Censorship and Sappho
The disappearance of the poems of Sappho inevitably brings up the matter of Censorship of Publication, whether in a post-Gutenberg pressing machine or copied out in a scriptorium by a battery of monks. The usual milquetoast explanation is that people only have copied what they need to read in their schools or libraries, and unused materials which naturally deteriorate with age need not be replaced if not in use. But the life of books, whether cartaceae on paper, on papyrus which was used for Papal writs well into the 14th century, or parchment as the standard material once the papyrus reeds of Egypt were endangered, is fairly long. Books of which there are many copies don't disappear unless they are forbidden and then systematically destroyed. It seems that the allegation of female homosexual behavior which was tentatively drawn from the poems of Sappho, became firmly centered in the mind of a growing Christianity, which from the beginning or even as early as with St. Paul was not favorably inclined toward women in the first place, and certainly not interested in homosexuality, the mark of the earlier centuries of pagan degeneracy. Population growth was one of the keys to the early success of the new faith before Constantine, and anything 'unnatural' which would limit family and children would be anathema politically as well as theologically.
We have had bad times with Censorship since the days of the Western Church's condemnation of the new science in the l6th century, and the Index Librorum Prohibitorum has persisted one way or another into our times. But this has not been a purely religious matter. Steinbecks' "Of Mice and Men" was outlawed in Boston because Lenny pissed out behind a building, and D. H Lawrence's "Lady Chatterly's Lover" was for years available here only in surreptitious copies printed in Europe. I have the first American edition, which was published in newsprint the very day the censorship bans were lifted in the '60's. There was change in the air. Now we find ourselves deluged by a free flood of uncensored materials, whether verbal, printed or electronically transmitted as part of the porno trade, and some might wish for a return to censorship, forgetting the lessons of the past. The right to think one's own thoughts is closely followed by the right of conscience and the right to speak out. Coming from the political and religious control of free speech in Europe, the American constitutional designers stated these rights as inalienable and made them a key part of the American legal framework. Challenged often and sometimes even regretted, these rights remains firm.

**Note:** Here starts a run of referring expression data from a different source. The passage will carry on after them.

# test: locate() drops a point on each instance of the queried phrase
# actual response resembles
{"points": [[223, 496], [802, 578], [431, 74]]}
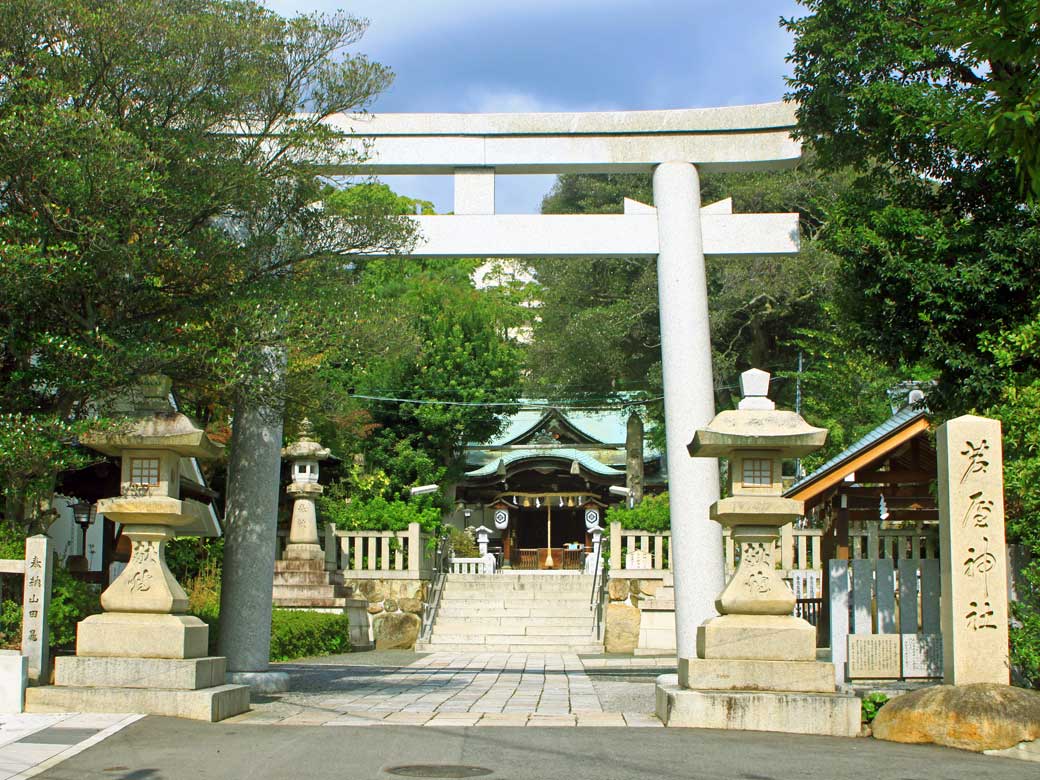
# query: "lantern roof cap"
{"points": [[756, 424]]}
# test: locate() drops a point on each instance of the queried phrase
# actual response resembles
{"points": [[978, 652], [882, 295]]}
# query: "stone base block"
{"points": [[208, 704], [300, 566], [756, 638], [14, 679], [730, 674], [260, 682], [827, 715], [296, 551], [186, 674], [141, 635]]}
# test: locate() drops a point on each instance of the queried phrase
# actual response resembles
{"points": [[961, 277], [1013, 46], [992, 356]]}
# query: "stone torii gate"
{"points": [[672, 144]]}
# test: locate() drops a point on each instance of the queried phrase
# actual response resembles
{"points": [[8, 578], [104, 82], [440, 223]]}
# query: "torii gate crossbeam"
{"points": [[673, 145]]}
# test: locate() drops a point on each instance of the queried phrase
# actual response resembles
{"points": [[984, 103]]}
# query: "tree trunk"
{"points": [[633, 459]]}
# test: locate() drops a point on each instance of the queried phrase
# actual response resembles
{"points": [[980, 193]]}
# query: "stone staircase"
{"points": [[525, 613]]}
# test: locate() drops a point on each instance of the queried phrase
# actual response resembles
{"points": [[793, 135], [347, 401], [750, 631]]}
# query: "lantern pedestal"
{"points": [[144, 654]]}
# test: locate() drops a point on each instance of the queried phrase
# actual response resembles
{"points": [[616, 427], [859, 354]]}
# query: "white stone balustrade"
{"points": [[386, 554]]}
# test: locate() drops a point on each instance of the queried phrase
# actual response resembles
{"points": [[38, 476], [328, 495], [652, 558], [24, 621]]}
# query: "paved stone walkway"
{"points": [[451, 690]]}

On the other side of the fence is the Nazi's burning of the books, or a press condoled by the state, with the loss of self-expression down to the grass roots of the individual novelist or poet. When Sappho disappeared from early Medieval Europe, more was lost than a few hundred pages of exquisite poetry. It was part of something associated with the development of free thought-processes, whether in poetry or astronomy or mathematics, and it took the world a long and painful fight to recover the openness which the old Hellenic world had assumed to be its natural arena for thought.

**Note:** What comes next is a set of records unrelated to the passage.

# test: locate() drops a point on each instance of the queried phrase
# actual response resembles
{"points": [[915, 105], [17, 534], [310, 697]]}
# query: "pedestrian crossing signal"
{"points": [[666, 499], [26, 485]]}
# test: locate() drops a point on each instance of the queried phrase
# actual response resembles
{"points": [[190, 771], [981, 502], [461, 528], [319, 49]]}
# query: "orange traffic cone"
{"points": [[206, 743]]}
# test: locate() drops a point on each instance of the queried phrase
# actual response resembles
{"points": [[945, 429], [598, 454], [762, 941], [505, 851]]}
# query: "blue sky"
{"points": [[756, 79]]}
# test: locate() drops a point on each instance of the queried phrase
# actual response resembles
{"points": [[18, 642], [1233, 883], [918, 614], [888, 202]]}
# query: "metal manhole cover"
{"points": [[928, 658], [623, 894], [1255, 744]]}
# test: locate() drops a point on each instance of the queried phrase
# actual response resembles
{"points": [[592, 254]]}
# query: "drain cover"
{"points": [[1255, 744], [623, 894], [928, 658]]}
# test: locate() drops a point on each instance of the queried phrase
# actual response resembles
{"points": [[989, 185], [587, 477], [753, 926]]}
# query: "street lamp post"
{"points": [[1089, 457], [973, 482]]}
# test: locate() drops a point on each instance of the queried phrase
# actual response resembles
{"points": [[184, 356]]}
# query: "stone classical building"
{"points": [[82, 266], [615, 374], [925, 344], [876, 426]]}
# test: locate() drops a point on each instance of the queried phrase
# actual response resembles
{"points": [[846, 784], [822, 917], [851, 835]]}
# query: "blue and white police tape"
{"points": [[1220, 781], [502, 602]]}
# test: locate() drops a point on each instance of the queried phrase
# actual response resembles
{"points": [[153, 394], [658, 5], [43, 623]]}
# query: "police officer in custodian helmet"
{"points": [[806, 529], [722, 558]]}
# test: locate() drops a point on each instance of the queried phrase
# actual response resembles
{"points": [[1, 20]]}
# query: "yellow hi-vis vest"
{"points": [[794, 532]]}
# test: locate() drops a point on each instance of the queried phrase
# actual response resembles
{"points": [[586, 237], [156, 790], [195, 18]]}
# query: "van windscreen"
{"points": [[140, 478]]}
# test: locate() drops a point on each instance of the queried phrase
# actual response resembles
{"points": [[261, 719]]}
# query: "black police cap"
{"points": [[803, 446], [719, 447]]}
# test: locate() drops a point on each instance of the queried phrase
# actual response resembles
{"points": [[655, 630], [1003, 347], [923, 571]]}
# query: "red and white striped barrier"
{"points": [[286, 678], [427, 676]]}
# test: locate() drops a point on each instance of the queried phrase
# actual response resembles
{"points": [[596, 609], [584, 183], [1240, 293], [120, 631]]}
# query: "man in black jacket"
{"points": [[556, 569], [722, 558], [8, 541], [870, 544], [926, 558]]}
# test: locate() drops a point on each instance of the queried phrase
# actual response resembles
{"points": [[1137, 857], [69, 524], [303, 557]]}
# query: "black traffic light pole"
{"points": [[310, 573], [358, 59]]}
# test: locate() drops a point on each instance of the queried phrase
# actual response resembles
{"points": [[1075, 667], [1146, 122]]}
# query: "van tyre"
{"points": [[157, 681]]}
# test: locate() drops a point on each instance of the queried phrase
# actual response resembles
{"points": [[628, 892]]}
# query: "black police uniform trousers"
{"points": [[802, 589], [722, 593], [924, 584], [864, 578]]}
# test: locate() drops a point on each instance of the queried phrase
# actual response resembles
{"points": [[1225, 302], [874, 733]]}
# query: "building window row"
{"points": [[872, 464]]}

Lest this argument seem overly alarmist, I should note that this study on Sappho is liable to a new type of automatic censorship, since it contains the word "lesbian" in several instances, and this is one of the key words which can be used to deny access on the Internet on the basis of pornographic material. The web is especially liable to such censorship since nobody is happy with the huge influx of porno sites in public view, but the danger of censorship on the basis of some person's or some electronic filter's judgment always outweighs the danger of personal annoyance at bad taste.